Validation of their approach using simulations indicated that it provided estimations of recent population size changes that were more accurate than Markovian coalescent framework-based models.

The pair then applied their method to whole-genome sequences from nine 1000 Genomes populations  — Utah residents with Northern and Western European ancestry; British in England and Scotland; Toscani in Italy; Finns; Han Chinese in Beijing; Southern Han Chinese; Japanese in Tokyo; Yoruba in Nigeria; and Luhya in Kenya.

The researchers restricted their analyses to regions located more than 50 kilobases from any coding region, those within the strict mask of the 1000 Genomes Project, and those whose ancestral alleles had been inferred with high confidence.

For each of the nine populations, Liu and Fu created 200 bootstrap SNP frequency spectra (SFS) and for each bootstrap SFS, the stairway plot was used to infer demographic history. The median inferred population in each time interval from each of the 200 estimations was used to develop a single inferred history of population size.

All the non-African populations, the researchers reported, exhibited severe population bottlenecks between 50,000 years and 70,000 years ago, likely corresponding to the out-of-Africa migration.
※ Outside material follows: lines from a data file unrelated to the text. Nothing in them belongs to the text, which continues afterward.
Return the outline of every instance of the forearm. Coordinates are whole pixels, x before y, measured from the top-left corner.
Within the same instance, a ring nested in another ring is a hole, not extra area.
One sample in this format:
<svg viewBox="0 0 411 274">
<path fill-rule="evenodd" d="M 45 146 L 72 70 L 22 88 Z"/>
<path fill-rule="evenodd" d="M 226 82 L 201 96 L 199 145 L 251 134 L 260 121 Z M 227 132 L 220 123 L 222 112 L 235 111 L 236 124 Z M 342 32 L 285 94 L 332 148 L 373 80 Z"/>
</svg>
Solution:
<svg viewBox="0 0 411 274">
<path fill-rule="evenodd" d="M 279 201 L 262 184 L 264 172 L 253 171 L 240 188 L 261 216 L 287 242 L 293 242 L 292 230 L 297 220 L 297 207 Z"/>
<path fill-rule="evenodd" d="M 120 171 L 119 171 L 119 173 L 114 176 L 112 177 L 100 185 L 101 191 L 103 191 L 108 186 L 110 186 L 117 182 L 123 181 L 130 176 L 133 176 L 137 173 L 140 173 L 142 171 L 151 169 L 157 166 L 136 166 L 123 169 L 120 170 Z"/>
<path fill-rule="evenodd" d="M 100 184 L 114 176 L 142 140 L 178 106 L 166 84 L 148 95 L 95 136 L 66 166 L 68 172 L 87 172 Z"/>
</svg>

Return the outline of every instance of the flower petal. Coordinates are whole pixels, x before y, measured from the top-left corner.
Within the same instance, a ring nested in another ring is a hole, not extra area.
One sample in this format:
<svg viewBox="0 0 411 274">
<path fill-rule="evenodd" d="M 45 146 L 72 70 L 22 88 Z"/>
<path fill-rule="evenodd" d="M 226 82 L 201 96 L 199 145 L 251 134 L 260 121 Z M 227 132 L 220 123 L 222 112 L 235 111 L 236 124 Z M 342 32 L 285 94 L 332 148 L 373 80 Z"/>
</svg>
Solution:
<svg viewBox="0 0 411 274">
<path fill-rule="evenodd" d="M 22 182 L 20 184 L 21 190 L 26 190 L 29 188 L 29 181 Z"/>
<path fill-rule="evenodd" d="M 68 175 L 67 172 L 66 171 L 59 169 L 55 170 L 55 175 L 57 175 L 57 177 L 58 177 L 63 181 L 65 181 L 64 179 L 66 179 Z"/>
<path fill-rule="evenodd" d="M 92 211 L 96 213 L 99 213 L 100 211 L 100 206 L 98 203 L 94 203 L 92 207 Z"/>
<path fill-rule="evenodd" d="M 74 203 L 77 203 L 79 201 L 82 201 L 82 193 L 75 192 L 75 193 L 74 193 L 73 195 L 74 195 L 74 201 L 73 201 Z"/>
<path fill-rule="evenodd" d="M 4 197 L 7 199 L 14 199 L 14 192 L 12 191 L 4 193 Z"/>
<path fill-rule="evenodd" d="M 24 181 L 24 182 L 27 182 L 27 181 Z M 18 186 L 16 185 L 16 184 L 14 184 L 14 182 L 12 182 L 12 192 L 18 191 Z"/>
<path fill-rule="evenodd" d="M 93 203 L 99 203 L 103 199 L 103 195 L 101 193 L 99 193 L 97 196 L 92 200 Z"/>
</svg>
In addition, all the non-African populations, except for the Finns, had another shallower and more recent bottleneck that occurred some 20,000 years to 30,000 years ago and was followed by a recovery in population size.

The ancestors of Finns, instead, appeared to have had a population bottleneck between 10,000 years and 20,000 years ago that was not seen in other European populations. One possible explanation for this, the researchers said, is that the Finnish ancestors separated from other Europeans some 30,000 years ago or that they experienced the same bottleneck 20,000 years to 30,000 years ago that other Europeans did, but then experienced another one some 10,000 years to 20,000 years ago.

According to additional simulations the researchers ran, their approach wouldn't be able to infer both bottlenecks in that scenario and would likely pull out only the more recent one, as it appears to have done.

Meanwhile, the two African populations experienced a wider and shallower population bottleneck some 50,000 years and 70,000 years ago, and no bottleneck between 20,000 years and 30,000 years ago.

In addition, though, the African populations harbored evidence of a bottleneck tracing back some 100,000 years to 200,000 years ago that was not seen in the non-African populations.

Similar to the Finnish group, the researchers said that it's possible that the ancestors of all non-Africans separated from the ancestors of Africans 200,000 years ago, or that their approach doesn't have sufficient power to infer this ancient bottleneck in non-Africans.

"These results also emphasize that interpretations of inferred bottlenecks should be undertaken with care and that hypothesis testing is necessary before any conclusions are formulated," the pair noted.

They suggested that their approach be used as a complement to other methods to infer demographic history, and noted some tweaks that could be made such as developing a more efficient optimization search algorithm to reduce the computational load and enable the use of larger samples.